One of the more interesting concepts that is articulated within the rules is the notion of privilege.  Generally, a party may be able to prevent the introduction of certain testimony or evidence under this principle of law.  The party seeking to assert that the testimony or evidence is “privileged” must make a showing that it falls into a category of speech (or evidence) that has previously been deemed as a confidential and private.  For instance, under section 504 of the Massachusetts Guide to Evidence, “a spouse shall not be compelled to testify in the trial of an indictment, complaint, or other criminal proceeding brought against the other spouse.”  Marriage has been an area of society that the legal system has deemed to be sacred, and therefore, impervious to the judicial system’s forced compulsion of speech- instead granting a privilege (or exception) to the general idea that one must testify when subpoenaed or called to the stand.
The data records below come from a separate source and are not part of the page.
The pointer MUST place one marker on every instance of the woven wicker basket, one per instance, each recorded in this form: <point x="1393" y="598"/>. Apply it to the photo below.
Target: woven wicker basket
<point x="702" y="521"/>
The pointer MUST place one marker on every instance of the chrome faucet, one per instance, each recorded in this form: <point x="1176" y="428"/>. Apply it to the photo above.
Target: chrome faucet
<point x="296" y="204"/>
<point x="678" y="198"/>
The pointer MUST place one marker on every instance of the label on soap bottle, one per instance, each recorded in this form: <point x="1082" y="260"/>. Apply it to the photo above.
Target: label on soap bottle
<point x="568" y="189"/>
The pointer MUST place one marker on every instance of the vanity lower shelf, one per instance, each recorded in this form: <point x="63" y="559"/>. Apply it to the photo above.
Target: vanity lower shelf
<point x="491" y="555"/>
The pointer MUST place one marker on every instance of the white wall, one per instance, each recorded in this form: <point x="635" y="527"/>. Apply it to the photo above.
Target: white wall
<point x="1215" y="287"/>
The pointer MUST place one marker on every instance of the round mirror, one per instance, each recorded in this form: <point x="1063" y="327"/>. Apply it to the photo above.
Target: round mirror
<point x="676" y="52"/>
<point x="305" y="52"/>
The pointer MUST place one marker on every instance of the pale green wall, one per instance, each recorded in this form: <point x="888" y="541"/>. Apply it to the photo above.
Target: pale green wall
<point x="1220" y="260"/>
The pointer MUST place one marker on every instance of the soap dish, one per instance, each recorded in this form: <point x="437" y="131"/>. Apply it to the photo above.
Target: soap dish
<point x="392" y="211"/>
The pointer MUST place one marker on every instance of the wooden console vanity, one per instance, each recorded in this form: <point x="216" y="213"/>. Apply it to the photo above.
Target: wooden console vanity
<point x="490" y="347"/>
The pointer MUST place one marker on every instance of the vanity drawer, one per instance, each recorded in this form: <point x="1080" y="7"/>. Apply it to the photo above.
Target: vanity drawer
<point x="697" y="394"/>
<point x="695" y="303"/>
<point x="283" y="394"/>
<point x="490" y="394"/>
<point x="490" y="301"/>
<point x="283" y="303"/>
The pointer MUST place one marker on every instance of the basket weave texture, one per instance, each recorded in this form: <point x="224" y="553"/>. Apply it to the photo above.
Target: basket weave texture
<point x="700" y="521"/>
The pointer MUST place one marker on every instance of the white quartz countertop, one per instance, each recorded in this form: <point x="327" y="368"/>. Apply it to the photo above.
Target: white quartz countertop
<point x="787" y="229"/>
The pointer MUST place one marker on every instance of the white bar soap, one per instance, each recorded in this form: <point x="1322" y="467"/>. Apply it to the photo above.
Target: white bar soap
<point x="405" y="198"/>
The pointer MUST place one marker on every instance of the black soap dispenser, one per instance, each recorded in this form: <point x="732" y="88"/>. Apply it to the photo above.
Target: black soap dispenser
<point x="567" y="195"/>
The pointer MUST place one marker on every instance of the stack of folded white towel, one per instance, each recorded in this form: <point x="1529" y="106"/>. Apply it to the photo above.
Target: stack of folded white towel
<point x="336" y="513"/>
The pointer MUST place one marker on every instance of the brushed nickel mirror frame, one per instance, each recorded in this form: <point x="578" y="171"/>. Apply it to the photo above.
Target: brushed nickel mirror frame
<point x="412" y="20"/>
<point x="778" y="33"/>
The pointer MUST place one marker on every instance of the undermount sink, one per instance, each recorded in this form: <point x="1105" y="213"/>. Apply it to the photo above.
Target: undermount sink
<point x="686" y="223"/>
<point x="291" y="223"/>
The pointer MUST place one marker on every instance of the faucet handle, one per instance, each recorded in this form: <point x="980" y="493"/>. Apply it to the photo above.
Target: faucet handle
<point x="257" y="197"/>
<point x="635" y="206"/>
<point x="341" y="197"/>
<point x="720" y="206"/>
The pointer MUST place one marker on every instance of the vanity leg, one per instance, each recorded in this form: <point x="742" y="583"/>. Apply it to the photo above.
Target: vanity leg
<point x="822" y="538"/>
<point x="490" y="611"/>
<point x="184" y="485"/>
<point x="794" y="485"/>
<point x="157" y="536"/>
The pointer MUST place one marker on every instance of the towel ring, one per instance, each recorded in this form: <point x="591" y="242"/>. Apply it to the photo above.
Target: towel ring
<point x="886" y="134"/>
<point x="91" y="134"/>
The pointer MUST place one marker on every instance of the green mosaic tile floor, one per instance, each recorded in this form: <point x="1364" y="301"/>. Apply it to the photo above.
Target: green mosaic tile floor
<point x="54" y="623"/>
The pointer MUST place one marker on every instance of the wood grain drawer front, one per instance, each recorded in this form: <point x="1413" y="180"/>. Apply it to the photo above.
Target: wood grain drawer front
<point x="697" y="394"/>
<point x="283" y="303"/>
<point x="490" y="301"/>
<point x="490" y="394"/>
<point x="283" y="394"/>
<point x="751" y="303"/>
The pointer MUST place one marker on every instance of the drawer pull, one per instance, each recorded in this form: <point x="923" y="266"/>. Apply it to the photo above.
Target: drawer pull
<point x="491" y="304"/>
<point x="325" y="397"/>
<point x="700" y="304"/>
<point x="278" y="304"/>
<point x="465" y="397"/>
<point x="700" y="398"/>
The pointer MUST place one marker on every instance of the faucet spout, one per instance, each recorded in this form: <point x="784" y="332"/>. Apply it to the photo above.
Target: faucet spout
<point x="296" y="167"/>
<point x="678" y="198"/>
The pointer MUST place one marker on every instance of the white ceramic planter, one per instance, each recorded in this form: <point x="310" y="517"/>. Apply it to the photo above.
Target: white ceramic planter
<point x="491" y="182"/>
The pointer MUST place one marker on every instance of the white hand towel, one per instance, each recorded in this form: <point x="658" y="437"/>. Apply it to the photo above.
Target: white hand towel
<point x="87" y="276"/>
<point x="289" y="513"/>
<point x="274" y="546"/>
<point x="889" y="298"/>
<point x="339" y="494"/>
There are, however, other areas in which privilege may attach outside of a marriage context.  For instance, confidential communications between a lawyer and his or her client are deemed to be privileged.  Generally, neither the lawyer nor the client may be compelled to speak as to the communications that have occurred between the parties.  Under Rule 1.6 of the Massachusetts Rules of Professional Conduct, which governs a lawyer’s behavior, “A lawyer shall not reveal confidential information relating to representation of a client unless the client consents after consultation, except for disclosures that are impliedly authorized in order to carry out the representation…” This notion also extends to the work done by the lawyer on the behalf of the client. This is known as the work product doctrine.  The work product doctrine is, “intended to enhance the vitality of an adversary system of litigation by insulating counsel’s work from intrusions, interferences, or borrowings by other parties as he prepares for the contest.” Ward v. Peabody, Supreme Judicial Court of Massachusetts, 380 Mass. 805.

The work product doctrine may prevent certain documents or information from a lawyer’s handiwork to be discovered by the other side in a case.  This includes not just information prepared by an attorney, but information prepared on behalf of an attorney- such as an insurance company, private investigator, consultant, etc., that was created in anticipation of litigation or for trial.  For instance, a Defense lawyer may want to get a copy of the Plaintiff’s lawyer’s internal memorandum regarding the risks associated with their case.  However, this is considered to be the work product of the attorney.  As such, it is precluded from discovery in the interests of fairness and zealous representation by attorneys in our society.